Flight Behavior has a relatively simple plot, with incredibly unsimple characters and emotions depicted. Dellarobia is a wife and mother in a tiny town in the Appalachian mountains. She married her senior year of high school because she became pregnant, then quickly lost the baby. She and her husband eventually had two more, despite finding themselves totally ill-suited to each other, and settled down in a little house on the edge of his family’s land to be farmers. Dellarobia was a bright, college-bound girl from a poor area that traditionally did not encourage too much education, and she is desperately unhappy but doesn’t know why or what to do about it. Into this mess fly the butterflies, the entire population of Monarch butterflies who usually migrate to Mexico for the winter but have settled in the mountains behind Dellarobia’s home instead. Some call the beautiful mountain-valley full of swirling orange wings a miracle. Others raise it up as a rallying-cry against global-warming. And the foremost expert on Monarch butterflies comes to camp in Dellarobia’s back yard while he studies the phenomenon, along with his graduate students. He is looking for answers and mourning the almost certain destruction of the species by the harsh climate here, and in the process he turns Dellarobia’s life upside down by the very simple expedient of recognizing her intelligence and putting it to work. The transformative power of work suited to a person’s interests and intelligence is illustrated beautifully. Eventually, most of her problems are worked out for the better with the promise of more good things to come.

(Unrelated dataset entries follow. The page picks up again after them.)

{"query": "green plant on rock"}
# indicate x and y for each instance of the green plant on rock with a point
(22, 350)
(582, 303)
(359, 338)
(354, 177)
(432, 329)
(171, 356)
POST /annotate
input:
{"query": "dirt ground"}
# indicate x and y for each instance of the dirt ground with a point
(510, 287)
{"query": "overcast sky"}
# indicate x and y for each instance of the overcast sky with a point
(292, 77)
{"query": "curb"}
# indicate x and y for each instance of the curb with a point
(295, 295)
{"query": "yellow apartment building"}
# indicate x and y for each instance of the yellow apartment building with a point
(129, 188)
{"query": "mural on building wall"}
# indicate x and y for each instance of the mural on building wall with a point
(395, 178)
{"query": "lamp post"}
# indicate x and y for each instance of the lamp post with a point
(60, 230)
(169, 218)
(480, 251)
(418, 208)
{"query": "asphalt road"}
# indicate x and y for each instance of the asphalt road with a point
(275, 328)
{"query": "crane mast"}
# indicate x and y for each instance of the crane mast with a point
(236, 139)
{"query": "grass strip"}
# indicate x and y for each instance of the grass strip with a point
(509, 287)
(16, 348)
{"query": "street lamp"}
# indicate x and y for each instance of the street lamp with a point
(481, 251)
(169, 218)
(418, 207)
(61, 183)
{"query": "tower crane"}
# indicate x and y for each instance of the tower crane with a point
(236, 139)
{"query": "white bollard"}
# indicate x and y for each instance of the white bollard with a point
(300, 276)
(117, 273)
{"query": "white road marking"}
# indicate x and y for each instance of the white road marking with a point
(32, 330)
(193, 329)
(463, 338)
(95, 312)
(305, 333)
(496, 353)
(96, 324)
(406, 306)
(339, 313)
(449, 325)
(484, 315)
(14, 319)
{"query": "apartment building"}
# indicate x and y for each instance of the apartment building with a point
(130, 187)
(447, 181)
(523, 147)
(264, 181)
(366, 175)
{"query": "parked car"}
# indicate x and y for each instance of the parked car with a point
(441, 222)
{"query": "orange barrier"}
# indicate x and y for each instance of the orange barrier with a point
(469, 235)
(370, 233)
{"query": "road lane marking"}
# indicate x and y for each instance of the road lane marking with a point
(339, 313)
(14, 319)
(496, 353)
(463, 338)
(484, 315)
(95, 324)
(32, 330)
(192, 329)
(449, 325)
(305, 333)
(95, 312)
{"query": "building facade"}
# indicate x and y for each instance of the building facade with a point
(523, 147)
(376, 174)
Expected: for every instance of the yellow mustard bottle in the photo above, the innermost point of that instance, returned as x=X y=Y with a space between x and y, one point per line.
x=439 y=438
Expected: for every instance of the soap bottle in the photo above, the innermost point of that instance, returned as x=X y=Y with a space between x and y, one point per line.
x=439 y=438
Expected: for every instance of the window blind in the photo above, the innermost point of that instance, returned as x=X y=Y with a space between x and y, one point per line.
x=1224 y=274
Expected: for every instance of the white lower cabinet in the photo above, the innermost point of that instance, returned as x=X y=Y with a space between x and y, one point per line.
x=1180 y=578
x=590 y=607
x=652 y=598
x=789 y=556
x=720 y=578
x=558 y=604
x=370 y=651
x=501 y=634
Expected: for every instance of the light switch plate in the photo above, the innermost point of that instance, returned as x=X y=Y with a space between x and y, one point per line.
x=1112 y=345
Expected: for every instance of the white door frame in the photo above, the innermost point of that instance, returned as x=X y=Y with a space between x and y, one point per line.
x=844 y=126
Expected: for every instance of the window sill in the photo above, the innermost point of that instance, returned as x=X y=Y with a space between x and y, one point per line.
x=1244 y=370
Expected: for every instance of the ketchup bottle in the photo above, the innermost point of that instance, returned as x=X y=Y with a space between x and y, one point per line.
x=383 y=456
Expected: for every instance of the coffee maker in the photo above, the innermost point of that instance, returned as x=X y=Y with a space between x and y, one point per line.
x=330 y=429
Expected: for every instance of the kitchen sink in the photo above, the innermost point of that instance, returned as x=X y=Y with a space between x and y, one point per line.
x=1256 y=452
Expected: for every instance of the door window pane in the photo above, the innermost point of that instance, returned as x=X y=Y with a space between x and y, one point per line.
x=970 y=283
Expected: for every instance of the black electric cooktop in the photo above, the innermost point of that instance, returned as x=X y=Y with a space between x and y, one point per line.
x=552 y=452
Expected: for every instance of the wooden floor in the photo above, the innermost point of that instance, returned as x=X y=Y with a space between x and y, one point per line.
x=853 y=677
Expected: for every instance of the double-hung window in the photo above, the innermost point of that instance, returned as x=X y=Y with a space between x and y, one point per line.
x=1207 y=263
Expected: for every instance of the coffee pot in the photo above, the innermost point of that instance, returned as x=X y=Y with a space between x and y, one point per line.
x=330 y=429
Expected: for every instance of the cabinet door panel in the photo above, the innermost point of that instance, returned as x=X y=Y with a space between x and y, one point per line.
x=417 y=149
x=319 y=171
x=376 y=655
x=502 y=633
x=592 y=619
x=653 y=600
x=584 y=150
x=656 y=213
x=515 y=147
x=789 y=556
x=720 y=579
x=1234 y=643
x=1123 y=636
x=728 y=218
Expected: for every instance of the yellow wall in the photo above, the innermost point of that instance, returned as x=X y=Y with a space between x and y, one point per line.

The ending is bitter-sweet, but it is exactly the end that Dellarobia’s character demands and deserves. It’s also a fairly unusual ending in media, with a message of independence and that it’s never too late to follow your dreams, even if you are a woman. The sympathetic portrait of a stay-at-home mom’s trials and tribulations resonated with my own experiences. And as always, Kingsolver’s prose were compelling in a way usually reserved for poetry. But what really kept me coming back was the depth and range of emotions evoked in both the characters and myself as a character. Kingsolver raised everything from sympathy to outrage to despair to joy and especially love. She plays the reader’s feelings like a well-tuned piano and digs into the complexity of her characters to do it.